Continuing with this theme of the April 1960 uprising as belonging to the “youth generation,” Kim Miran’s chapter observes that, after the students dropped out of the political arena following the May 16 coup, they were deprived of their reformist image by the state, which described them as immature while attempting, quite successfully, to incorporate them as participants in nation-building. Developmental state-building for the Park government meant not only reorganizing the street grids, erecting landmark buildings, and constructing highways, but also, as described by Kim Baek Yung in the chapter, “A Spatial Sociology of the April 19 Uprising and May 16 Coup,” reducing the size of squares in downtown Seoul from the early 1960s, to put them under stronger government control by thwarting public assembly and resistance. Kim Won’s chapter, “Those Deprived in 1971,” brings attention to the riot, or what he calls an urban uprising, of the underclass and downtrodden residing in Kwangju Complex, and in doing so, draws our notice to the “losers” of Park’s economic modernization.
In Yoo Sun Young’s chapter, “Hostess Movies and the Hypernationalization Project of the Mobilization Regime,” we witness citizen responses to the government’s crackdown on popular songs and soft pornography (“hostess movies”) as a form of subversive pleasure outside and against the state. Next, Kim Sunghwan’s chapter on the boom in nonelite writings demonstrates that workers as writers in labor literature were, against expectations, able to represent their experiences authentically with erudite language.
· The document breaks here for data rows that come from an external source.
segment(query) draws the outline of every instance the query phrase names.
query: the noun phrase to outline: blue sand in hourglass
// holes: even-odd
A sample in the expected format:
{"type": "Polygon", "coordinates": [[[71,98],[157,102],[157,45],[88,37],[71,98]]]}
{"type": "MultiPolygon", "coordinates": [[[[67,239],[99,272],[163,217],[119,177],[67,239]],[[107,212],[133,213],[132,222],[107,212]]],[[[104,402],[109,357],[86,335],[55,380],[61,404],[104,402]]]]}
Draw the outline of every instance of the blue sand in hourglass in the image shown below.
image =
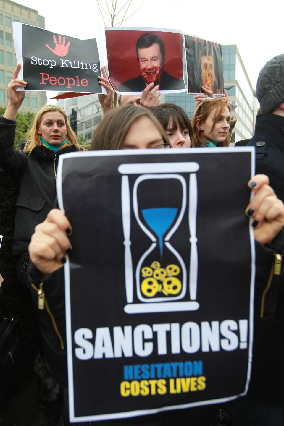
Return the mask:
{"type": "Polygon", "coordinates": [[[177,210],[174,207],[157,207],[142,210],[144,219],[159,237],[161,259],[163,257],[163,235],[173,222],[177,210]]]}

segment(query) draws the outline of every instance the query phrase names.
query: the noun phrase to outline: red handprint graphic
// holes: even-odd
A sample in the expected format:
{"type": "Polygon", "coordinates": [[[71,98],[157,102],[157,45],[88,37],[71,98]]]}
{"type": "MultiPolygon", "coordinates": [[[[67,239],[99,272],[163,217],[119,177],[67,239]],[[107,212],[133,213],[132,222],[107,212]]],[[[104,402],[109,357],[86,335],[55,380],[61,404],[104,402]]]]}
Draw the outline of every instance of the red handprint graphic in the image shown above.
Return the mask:
{"type": "Polygon", "coordinates": [[[63,42],[61,44],[61,36],[60,34],[58,35],[58,43],[55,35],[53,35],[53,40],[55,45],[55,49],[52,49],[51,47],[49,47],[48,44],[46,44],[46,47],[48,47],[49,49],[51,50],[52,52],[53,52],[58,56],[61,56],[61,58],[66,56],[68,52],[68,47],[70,46],[70,42],[68,41],[66,46],[65,46],[65,37],[63,37],[63,42]]]}

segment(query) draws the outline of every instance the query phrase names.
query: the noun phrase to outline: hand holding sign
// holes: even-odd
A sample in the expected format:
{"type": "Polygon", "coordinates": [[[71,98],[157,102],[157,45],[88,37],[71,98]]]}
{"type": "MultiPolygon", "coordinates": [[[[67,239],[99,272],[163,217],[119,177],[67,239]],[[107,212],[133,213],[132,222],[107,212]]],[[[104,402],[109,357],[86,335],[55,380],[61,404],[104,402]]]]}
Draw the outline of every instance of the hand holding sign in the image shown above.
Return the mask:
{"type": "Polygon", "coordinates": [[[154,83],[151,83],[146,86],[141,95],[140,104],[145,108],[149,106],[157,106],[160,103],[159,96],[161,93],[158,92],[159,87],[158,86],[154,86],[154,83]]]}
{"type": "Polygon", "coordinates": [[[99,75],[98,78],[99,80],[99,83],[101,85],[106,89],[107,95],[103,95],[99,93],[98,95],[98,98],[101,104],[101,106],[103,111],[104,116],[106,115],[108,112],[111,112],[113,110],[111,106],[111,101],[113,100],[113,88],[110,84],[110,81],[105,72],[104,67],[102,66],[101,69],[101,72],[103,77],[99,75]]]}
{"type": "Polygon", "coordinates": [[[29,246],[32,262],[46,275],[59,269],[65,263],[66,250],[71,244],[67,234],[71,225],[60,210],[54,209],[42,223],[37,225],[29,246]]]}
{"type": "Polygon", "coordinates": [[[284,205],[269,185],[265,175],[256,175],[248,184],[255,196],[246,214],[252,218],[255,238],[261,244],[271,242],[284,226],[284,205]]]}
{"type": "Polygon", "coordinates": [[[20,67],[20,64],[18,63],[8,85],[9,103],[3,115],[7,120],[14,121],[16,119],[16,114],[25,98],[26,92],[24,90],[17,91],[17,87],[25,88],[27,84],[26,81],[17,78],[20,67]]]}
{"type": "Polygon", "coordinates": [[[48,44],[46,44],[46,47],[48,47],[49,49],[51,50],[52,52],[53,52],[54,54],[57,55],[58,56],[61,56],[61,58],[66,56],[68,52],[68,47],[70,46],[70,42],[68,41],[66,46],[65,46],[65,37],[63,37],[63,41],[61,43],[61,35],[60,34],[58,35],[58,43],[57,43],[56,37],[55,34],[53,35],[53,40],[55,43],[55,48],[54,49],[52,49],[51,47],[49,47],[48,44]]]}

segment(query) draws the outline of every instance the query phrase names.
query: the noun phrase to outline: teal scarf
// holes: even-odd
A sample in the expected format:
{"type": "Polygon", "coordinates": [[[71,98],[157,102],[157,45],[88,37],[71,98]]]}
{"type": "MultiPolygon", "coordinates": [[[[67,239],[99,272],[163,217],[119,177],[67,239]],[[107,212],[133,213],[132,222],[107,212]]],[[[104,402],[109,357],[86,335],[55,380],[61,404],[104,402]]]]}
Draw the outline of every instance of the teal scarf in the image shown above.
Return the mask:
{"type": "Polygon", "coordinates": [[[60,145],[57,145],[56,146],[54,145],[50,145],[50,144],[49,144],[48,142],[45,141],[42,136],[41,136],[41,141],[43,145],[44,145],[45,147],[46,147],[46,148],[49,148],[50,150],[51,150],[52,151],[53,151],[55,154],[56,154],[58,151],[58,149],[59,147],[62,147],[63,145],[65,145],[65,144],[67,143],[67,141],[66,139],[64,139],[62,143],[60,145]]]}
{"type": "Polygon", "coordinates": [[[213,142],[211,142],[211,141],[204,141],[206,142],[206,144],[208,148],[216,148],[216,145],[214,145],[213,142]]]}

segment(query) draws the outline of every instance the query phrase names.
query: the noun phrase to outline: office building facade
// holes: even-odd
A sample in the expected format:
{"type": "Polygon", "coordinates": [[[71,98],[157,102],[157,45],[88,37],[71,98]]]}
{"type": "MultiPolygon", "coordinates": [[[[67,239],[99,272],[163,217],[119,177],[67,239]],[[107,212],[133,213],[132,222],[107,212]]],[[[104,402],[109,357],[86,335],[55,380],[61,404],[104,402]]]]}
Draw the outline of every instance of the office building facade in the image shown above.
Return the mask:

The final chapter, Kim Jung Han’s “Counter-Violence and Anti-Violence,” subverts popular perceptions by viewing the Citizen Army’s role in the 1980 Gwangju (Kwangju) Uprising as basically defensive.
In the book’s Introduction, North Korea is referred to as “‘Choson minju konghwaguk’ (literally, Korea People Republic; xiii). This is quite an oversight. The official name of the country is “Choson minjujuui inmin konghwaguk” (Korean Democratic People’s Republic). For its audience, this monograph need not be limited to experts on Korean politics, culture, or society, although it does presuppose some acquaintance on the part of the reader with South Korean history, as the topics dealt with and styles of writing are rather academic. If there is a common thread that runs through the chapters, it is the casting of the postwar US military government, rightwing Rhee administration, and presidency of General Park Chung-hee in a rather unethical light, something that justified the politics of resistance and struggle for democracy in South Korea. However, whether one agrees or not with the perspectives and narratives offered by the authors, this work constitutes an invaluable reminder of the largely overlooked or neglected political culture and social history of South Korea in the period prior to democratization.